I have to renew my tyres as the Michelin XC Camping on my Swift Kontiki are fraying at the edges. The van has a weight of 3850 Kilos. New Michelin Agilis Camping seem very expensive (£130 - £140) and I can get Avon AV9's for around £90 each. They have a load index of 116, and strengthened sidewalls so, on the face of it, should be OK. Has anyone used these on their motorhome, and if so are they satisfied with them?


----------



## Waleem

Yes, I have had AV9 Avanza tyres on my van for the last two years. Wearing well, good roadholding and wet performance. They are an absolute bargain when compared to the Michelins.


----------



## newtora

Many thanks for the information.


----------



## FPT

Hi, I am in the same situation with ageing Michelin XC Camper tyres and have found a supplier of the Avon AV9s at avery good price. My only concern is road noise. Are the Avons as quiet as the Michelins? A steady tyre hum would drive me mad during a trip to Portugal!
Many thanks


----------



## bognormike

not any experience of Avons on the MH, but have had them on my car for the last 18 months, and are very good. And were much cheaper than the equivalents. And made in Britain I think? 8)


----------



## teemyob

What Size Tyres?

TM


----------



## bikemad99

Just had 4 Avons fitted to our van,£320 with balancing etc.Have not driven far enough to recommend them yet but felt better on the way home.
Reg.


----------



## Wizzo

My van had AV9's on when I bought it. I can't compare them to anything else but the road noise seems normal to me, there certainly isn't any perceptible humming from the tyres. Grip is good in all conditions.
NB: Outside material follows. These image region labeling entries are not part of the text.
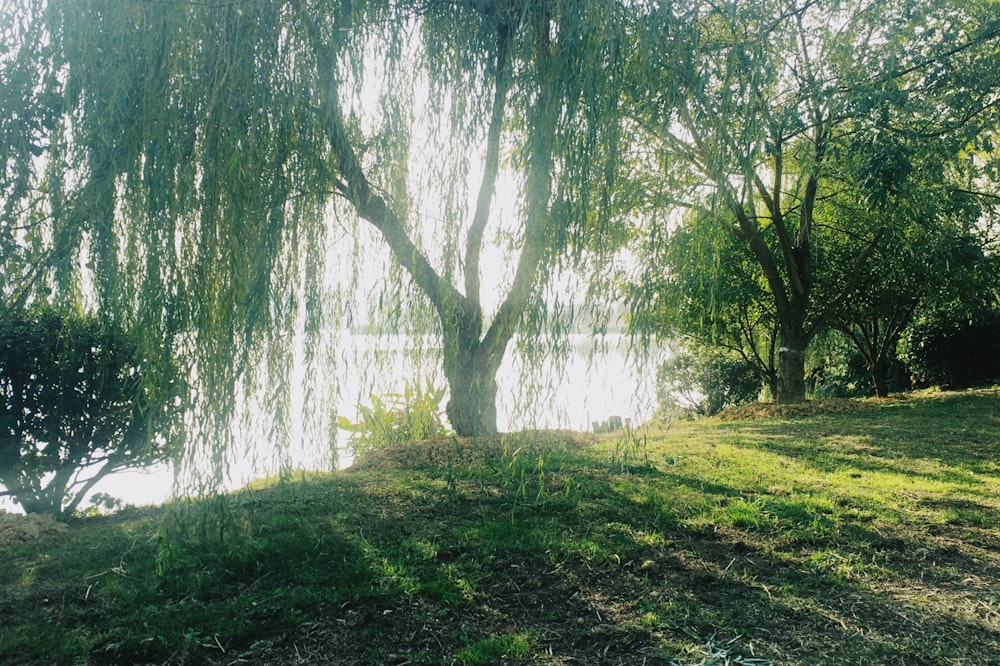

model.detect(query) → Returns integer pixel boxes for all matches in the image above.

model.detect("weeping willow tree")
[0,0,623,492]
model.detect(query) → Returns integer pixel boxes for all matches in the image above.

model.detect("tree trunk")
[775,316,809,405]
[870,356,889,398]
[444,331,503,437]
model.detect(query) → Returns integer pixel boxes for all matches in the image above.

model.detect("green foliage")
[899,309,1000,388]
[656,346,761,416]
[0,310,177,515]
[338,379,447,454]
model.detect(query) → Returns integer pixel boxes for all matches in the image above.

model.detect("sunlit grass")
[0,390,1000,665]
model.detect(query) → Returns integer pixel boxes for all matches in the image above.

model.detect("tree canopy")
[0,0,623,488]
[0,311,178,516]
[630,0,1000,402]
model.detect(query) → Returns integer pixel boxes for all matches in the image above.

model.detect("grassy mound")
[0,390,1000,666]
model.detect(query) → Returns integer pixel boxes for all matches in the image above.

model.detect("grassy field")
[0,389,1000,666]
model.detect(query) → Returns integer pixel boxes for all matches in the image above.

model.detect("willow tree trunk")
[774,304,809,404]
[444,336,503,437]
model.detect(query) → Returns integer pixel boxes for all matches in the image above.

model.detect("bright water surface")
[0,334,664,511]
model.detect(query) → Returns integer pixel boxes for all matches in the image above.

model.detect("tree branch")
[465,25,510,314]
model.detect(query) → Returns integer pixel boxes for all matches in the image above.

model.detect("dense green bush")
[0,311,173,516]
[899,309,1000,388]
[656,348,761,416]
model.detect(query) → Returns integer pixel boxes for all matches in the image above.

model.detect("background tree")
[626,209,778,394]
[0,311,176,516]
[632,0,998,402]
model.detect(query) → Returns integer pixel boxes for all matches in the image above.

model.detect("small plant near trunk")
[339,379,447,455]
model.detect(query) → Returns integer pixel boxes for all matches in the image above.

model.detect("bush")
[899,309,1000,388]
[339,380,445,454]
[0,311,173,517]
[656,349,761,416]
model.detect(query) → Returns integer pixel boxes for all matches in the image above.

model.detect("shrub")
[339,380,445,454]
[899,309,1000,388]
[0,311,173,516]
[656,349,761,416]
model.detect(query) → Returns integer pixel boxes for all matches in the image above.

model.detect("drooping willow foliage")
[0,0,624,483]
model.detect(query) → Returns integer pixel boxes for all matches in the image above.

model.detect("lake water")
[0,334,665,511]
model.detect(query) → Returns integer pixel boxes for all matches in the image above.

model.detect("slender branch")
[313,43,468,320]
[465,26,510,312]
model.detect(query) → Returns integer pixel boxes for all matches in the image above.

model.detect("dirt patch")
[352,430,597,469]
[715,398,874,421]
[0,510,67,548]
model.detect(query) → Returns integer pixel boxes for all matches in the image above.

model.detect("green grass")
[0,390,1000,665]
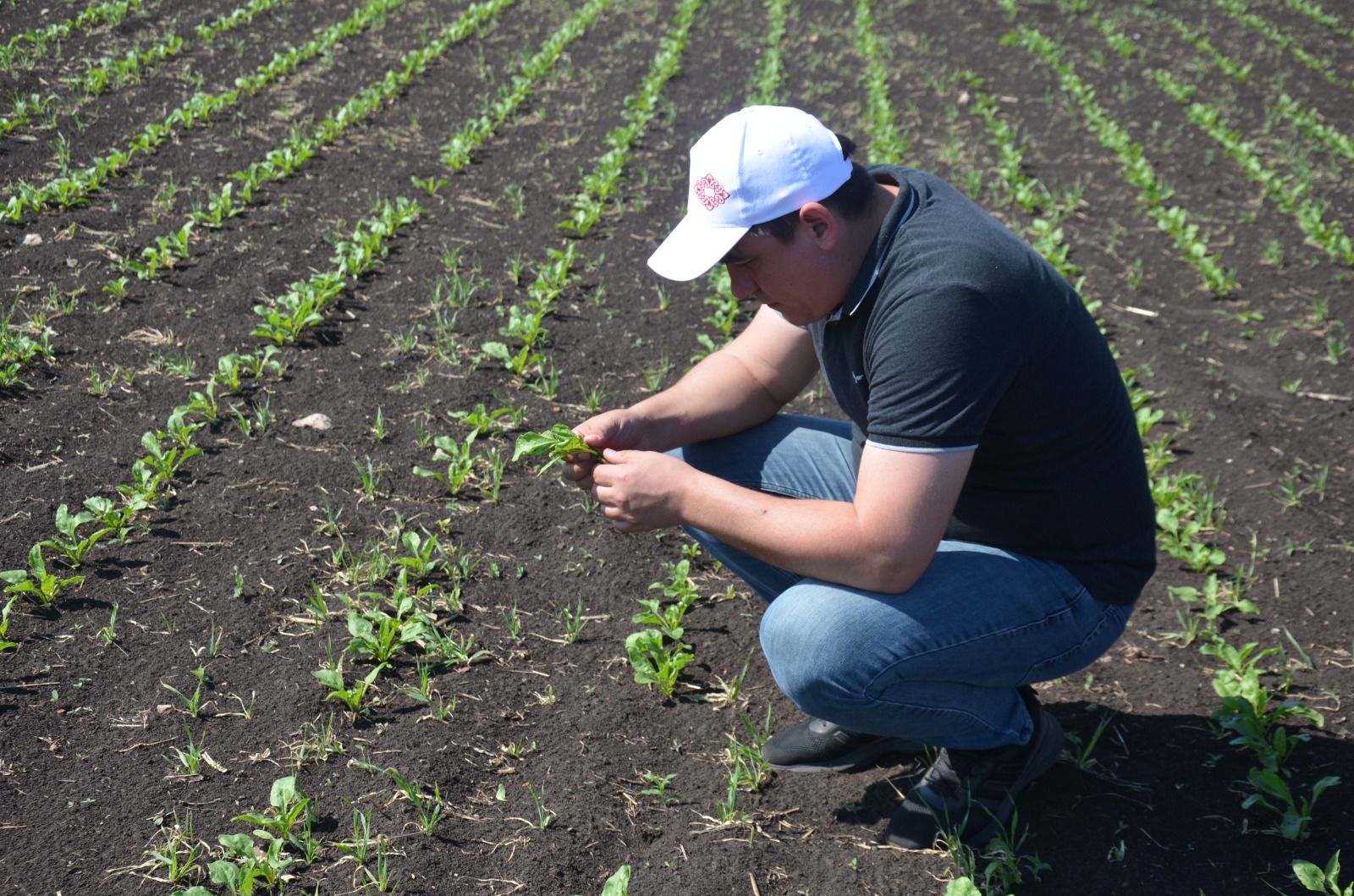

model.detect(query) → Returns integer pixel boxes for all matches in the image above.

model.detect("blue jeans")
[672,415,1132,750]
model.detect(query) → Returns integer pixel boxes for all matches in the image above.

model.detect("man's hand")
[592,448,702,532]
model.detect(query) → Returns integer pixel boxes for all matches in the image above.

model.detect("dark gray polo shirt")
[808,165,1156,603]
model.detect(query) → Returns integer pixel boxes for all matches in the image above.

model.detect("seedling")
[230,774,314,850]
[526,783,555,831]
[601,865,630,896]
[310,663,384,715]
[95,603,118,647]
[160,666,207,718]
[0,544,84,607]
[1293,850,1354,896]
[504,596,521,641]
[639,772,677,810]
[333,805,371,865]
[1063,709,1115,772]
[41,503,113,569]
[164,725,207,777]
[413,432,478,498]
[625,628,696,697]
[724,705,772,792]
[512,424,601,476]
[1241,769,1340,840]
[0,594,19,654]
[555,596,587,644]
[149,812,201,892]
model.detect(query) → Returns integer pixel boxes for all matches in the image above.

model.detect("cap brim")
[648,215,749,280]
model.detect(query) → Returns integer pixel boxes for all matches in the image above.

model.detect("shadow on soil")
[837,704,1354,896]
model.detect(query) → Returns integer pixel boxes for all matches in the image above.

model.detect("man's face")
[722,222,841,327]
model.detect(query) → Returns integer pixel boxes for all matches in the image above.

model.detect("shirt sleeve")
[864,284,1020,452]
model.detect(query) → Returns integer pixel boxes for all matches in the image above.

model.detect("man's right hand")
[564,408,650,488]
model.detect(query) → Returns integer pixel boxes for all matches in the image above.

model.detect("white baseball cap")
[648,106,851,280]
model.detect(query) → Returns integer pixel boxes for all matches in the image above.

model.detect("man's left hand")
[593,448,697,532]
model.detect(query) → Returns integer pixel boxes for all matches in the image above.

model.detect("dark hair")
[747,134,875,244]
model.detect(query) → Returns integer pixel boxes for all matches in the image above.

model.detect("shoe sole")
[768,738,922,772]
[964,706,1063,849]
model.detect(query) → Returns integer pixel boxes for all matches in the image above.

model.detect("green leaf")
[945,877,983,896]
[268,774,296,810]
[1293,853,1339,893]
[601,865,630,896]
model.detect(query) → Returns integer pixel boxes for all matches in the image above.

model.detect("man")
[566,107,1155,849]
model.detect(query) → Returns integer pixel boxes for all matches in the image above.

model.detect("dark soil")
[0,0,1354,896]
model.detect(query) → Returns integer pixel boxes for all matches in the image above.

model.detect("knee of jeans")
[761,589,861,718]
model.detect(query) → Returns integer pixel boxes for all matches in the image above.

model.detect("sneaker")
[762,718,922,772]
[887,689,1063,850]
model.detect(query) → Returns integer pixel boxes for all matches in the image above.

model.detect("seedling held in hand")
[512,424,601,476]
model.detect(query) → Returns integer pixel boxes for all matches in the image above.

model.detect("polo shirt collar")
[828,169,916,322]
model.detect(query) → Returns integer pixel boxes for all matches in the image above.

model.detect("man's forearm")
[681,474,934,593]
[631,352,785,451]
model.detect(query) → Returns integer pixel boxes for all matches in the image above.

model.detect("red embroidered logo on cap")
[695,174,729,212]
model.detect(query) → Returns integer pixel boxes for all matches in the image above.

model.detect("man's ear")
[799,201,841,250]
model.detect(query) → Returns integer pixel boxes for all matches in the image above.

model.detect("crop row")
[481,0,702,391]
[1004,17,1236,296]
[1286,0,1354,41]
[855,0,907,161]
[0,198,422,639]
[1090,15,1354,264]
[4,0,406,223]
[1136,8,1354,168]
[442,0,611,171]
[0,0,291,137]
[108,0,515,283]
[0,0,144,70]
[1214,0,1354,90]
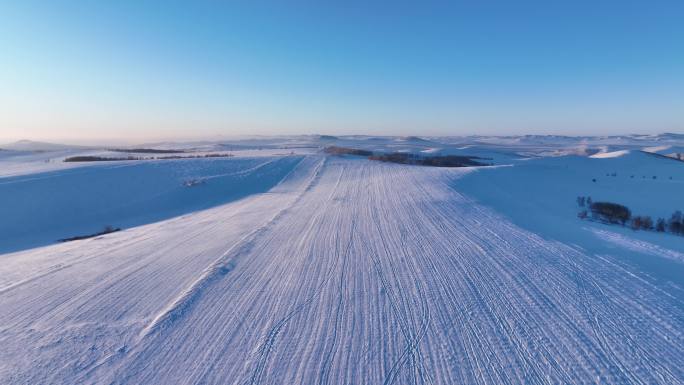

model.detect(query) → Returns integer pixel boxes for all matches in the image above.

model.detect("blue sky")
[0,0,684,141]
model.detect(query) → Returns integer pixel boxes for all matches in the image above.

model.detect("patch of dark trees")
[577,196,684,235]
[323,146,489,167]
[368,152,489,167]
[323,146,373,156]
[64,154,233,162]
[58,226,121,242]
[108,148,185,154]
[642,151,684,162]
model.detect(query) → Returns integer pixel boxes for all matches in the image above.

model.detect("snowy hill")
[0,135,684,385]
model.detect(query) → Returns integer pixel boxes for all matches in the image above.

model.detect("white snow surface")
[0,154,684,384]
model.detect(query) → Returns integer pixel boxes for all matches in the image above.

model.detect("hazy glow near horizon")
[0,0,684,141]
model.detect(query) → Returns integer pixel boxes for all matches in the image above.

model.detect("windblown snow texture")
[0,157,684,385]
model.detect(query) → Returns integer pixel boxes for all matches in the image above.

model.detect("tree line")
[577,196,684,235]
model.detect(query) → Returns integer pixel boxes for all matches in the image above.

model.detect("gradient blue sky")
[0,0,684,141]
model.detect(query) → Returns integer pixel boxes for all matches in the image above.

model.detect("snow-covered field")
[0,134,684,384]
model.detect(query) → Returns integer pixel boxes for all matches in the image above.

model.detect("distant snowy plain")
[0,136,684,384]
As the fronts are now down to the wear indicators I shall be replacing them with the same again. Even though they are getting on a bit there are no sidewall cracks either.

JohnW


----------



## Hymer_Bay

We fitted six AV9's on our Hymer B694 and have had no problems at all. Nothing to say about them really after maybe 10,000 miles, nearly all in dry weather as it happens, but never felt skidding or anything of concern due to tyres, dry or wet. Wear rate seems fine, not much so far. 

Simon


----------



## FPT

The tyre size is 215/70R/15C. Avons are now definately the favourites after all your posts. One tyre supplier told me that I would invalidate my insurance if I didnt fit "Camping" tyres! Needless to say I left his premises fairly rapidly - gave the other dealers a laugh though. :lol: 

Pete.


----------



## teemyob

*Size*



FPT said:


> The tyre size is 215/70R/15C. Avons are now definately the favourites after all your posts. One tyre supplier told me that I would invalidate my insurance if I didnt fit "Camping" tyres! Needless to say I left his premises fairly rapidly - gave the other dealers a laugh though. :lol:
> 
> Pete.


What About Matador MPS320 All M+S?

Better rating than the Avons


----------